2022 Clos Sainte Magdeleine, Cassis AOC Blanc, Provence, France.
France’s historic and ancient Mediterranean fishing village Cassis in Provence is well known for its natural beauty, but maybe lesser known is that it is home to one of the world’s most iconic white wines and Clos Sainte Magdeleine makes one of the best. The 2022 vintage is wonderfully layered, rounded, but with spicy mineral, saline and fresh acidity with bright citrusy lemon/lime, white peach, apple and passionfruit, along with wet stone, bitter almond, orange blossom and verbena. The all organic Clos Sainte Magdeleine Cassis Blanc is all de-stemmed and gravity pressed and then the juice is fermented and aged in 100% temperature-controlled stainless steel tank with some lees contact and with most vintages seeing full malos. The regular Cassis Blanc is, as noted before, aged in total for between 14 to 18 months in tank before bottling and release. Everything is done to allow the terroir to shine through and make a wine that goes beautifully with the local cuisine, which luckily mirrors the local food foods I get here on California’s Central Coast. The Clos Sainte Magdeleine’s Cassis Blanc, as importer Kermit Lynch adds, success lies in an uncanny ability to capture a dichotomous nerve and sun-kissed unctuousness, making it both incredibly food-friendly and delicious entirely on its own, of which I complete agree with. I’ve long admired and followed this wine, I enjoy it with sea foods and Middle-eastern dishes, like lemon chicken and couscous.

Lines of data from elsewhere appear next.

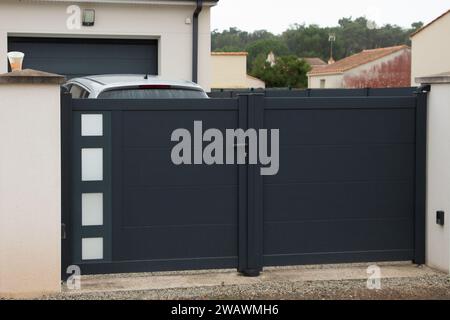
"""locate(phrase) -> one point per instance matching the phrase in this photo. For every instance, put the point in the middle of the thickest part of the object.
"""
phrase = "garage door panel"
(81, 57)
(329, 236)
(199, 206)
(354, 200)
(176, 242)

Clos Saint Magdeleine, As I’ve mentioned in my prior reviews, now run by Fancois Sack was originally founded by Jules Savon, who won the Gold Medal for the domaine at the World’s Fair in 1900 and put this estate on the map and the Sack family who have been in charge for four generations continue to make awesome wines in this picturesque village on the Mediterranean sea, not far from both Bandol and Marseille, where Cassis is a favorite at the best bistros and cafes. The village (AOC) which allows only White and Rosé is an ancient fishing village, and as Kermit Lynch notes, Cassis has seen its fair share of visitors over the millennia. Greek colonists from Phocaea first arrived in the sixth century B.C., and with them came the timeless Ugni Blanc grape and viticultural savvy. The Romans later made their way here, as well as their Barbarian successors, followed by the medieval Counts of Les Baux, all the way to tourists of the modern era looking to escape the cold, dark cities. Cassis is not only an active port, but what Kermit calls “an earthly paradise…”, with the vineyards of Clos Sainte Magdeleine being particularly stunning, and, as I’ve dreamed of, it is a place I hope to visit in person someday sooner v. later. These vineyards jut out on to a private cape to meet majestic shoreline and spectacular limestone cliffs, poised above gorgeously beauty of the sparkling, azure Mediterranean, it is as I’ve joked, a perfect place for grape vines to retire to! This Clos Sainte Magdeleine Cassis AOC Blanc possesses a sense of grace, depth and class that makes it a real treat and I highly recommend it.